Hearing Robyn's music for the first time is like suddenly receiving colour on a black-and-white TV set, or hearing in Nicam digital stereo in 1948. It is like eating a plate of beautifully dressed smoked salmon and asparagus tips after a lifetime of boiled potatoes and mince.

I mean, how can you ever again listen to Clapton bellowing, "Layla, you've got me on my knees/I'm beggin' darlin' please", when you could be listening to Robyn sing, "The tide receds upon the bones of something beautiful and drowned/In coral and in jade"? How can you listen to Knopfler croak, "Get your money for nothing and your chicks for free", when you could hear Robyn sing something as spellbinding as, "See that man that mows his lawn/He'll hang in drag before the dawn"? Or, "Two mirrors make infinity/In the mirror, you and me/Find out just what love could be"?
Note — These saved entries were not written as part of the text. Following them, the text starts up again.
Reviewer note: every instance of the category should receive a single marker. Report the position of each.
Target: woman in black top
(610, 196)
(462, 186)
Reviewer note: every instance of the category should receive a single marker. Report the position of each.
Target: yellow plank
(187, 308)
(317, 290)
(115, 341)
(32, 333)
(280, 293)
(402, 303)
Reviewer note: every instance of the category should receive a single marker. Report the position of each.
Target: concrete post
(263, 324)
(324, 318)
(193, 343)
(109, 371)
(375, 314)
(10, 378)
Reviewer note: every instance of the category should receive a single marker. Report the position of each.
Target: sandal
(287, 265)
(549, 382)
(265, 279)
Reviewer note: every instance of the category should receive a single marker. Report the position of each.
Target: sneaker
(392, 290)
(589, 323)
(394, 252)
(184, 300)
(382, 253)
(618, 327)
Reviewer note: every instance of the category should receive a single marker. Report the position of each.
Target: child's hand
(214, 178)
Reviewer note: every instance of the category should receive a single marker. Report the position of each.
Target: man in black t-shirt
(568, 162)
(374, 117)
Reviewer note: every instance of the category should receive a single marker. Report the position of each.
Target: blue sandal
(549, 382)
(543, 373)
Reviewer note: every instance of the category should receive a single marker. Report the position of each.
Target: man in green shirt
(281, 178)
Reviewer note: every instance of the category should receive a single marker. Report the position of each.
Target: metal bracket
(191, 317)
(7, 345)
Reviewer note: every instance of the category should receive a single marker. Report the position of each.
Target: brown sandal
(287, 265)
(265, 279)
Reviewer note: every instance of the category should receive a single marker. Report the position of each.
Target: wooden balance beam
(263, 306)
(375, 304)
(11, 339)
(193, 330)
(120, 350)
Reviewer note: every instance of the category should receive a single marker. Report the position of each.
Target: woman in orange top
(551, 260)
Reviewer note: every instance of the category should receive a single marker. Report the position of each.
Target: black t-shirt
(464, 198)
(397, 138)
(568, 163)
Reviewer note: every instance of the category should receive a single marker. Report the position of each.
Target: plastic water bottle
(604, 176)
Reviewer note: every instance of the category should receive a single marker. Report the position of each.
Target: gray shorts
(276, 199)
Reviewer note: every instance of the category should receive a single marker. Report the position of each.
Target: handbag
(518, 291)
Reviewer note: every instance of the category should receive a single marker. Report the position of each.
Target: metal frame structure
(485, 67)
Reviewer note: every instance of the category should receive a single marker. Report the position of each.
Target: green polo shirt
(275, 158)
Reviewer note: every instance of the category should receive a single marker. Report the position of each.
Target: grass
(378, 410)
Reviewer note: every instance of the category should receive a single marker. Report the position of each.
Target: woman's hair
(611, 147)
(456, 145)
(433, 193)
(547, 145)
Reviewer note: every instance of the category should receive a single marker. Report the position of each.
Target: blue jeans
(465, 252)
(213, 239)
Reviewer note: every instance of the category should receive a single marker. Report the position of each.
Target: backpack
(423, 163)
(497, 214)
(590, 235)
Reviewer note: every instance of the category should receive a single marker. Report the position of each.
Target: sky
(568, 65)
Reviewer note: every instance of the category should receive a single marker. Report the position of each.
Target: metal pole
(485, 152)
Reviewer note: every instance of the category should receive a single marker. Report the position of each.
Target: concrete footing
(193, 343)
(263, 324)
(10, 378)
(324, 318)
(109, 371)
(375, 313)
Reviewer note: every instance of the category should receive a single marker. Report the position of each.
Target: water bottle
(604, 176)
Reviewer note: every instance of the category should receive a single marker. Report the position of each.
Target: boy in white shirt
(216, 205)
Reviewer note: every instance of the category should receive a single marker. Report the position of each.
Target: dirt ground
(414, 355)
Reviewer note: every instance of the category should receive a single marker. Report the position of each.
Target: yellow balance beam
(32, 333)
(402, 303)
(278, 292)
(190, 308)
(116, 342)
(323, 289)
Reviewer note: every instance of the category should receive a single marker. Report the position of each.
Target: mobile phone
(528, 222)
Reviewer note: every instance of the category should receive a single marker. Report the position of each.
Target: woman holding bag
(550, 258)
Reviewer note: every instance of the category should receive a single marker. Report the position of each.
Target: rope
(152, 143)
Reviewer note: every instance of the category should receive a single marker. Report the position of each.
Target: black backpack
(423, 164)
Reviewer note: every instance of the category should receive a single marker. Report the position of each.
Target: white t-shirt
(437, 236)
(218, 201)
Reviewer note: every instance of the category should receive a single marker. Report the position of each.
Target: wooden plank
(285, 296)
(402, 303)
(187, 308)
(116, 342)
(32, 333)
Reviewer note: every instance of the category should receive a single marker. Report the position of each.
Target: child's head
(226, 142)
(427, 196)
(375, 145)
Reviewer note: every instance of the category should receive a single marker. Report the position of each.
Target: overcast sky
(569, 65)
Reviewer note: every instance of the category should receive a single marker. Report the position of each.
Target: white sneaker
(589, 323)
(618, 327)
No, stuff 'em all! Let them keep their Grammys and hollow music-industry awards. Let them explain at length about their tedious instruments and amplifier set-ups. I would rather listen to one bar of Robyn's music than the entire output of Clapton, Dire Straits, Genesis, Sting, Mike And The (sodding) Mechanics, and Simply Red put together.

Remember, genius is seldom recognised in its own time. Van Gogh died a pauper, The Velvet Underground hardly sold a record in their own time -- and Robyn will be a threat to George Michael's record sales (thank god)! More people buy The Sun than any other British newspaper, but does that make it the best paper in Britain?

I leave the last word to Mr. Robyn Hitchcock, who, when asked about his amplifier in the Guitarist piece, couldn't remember its name, but said it had "a little green valve in front, and a fake crocodile cover." Ha! Like I said: genius.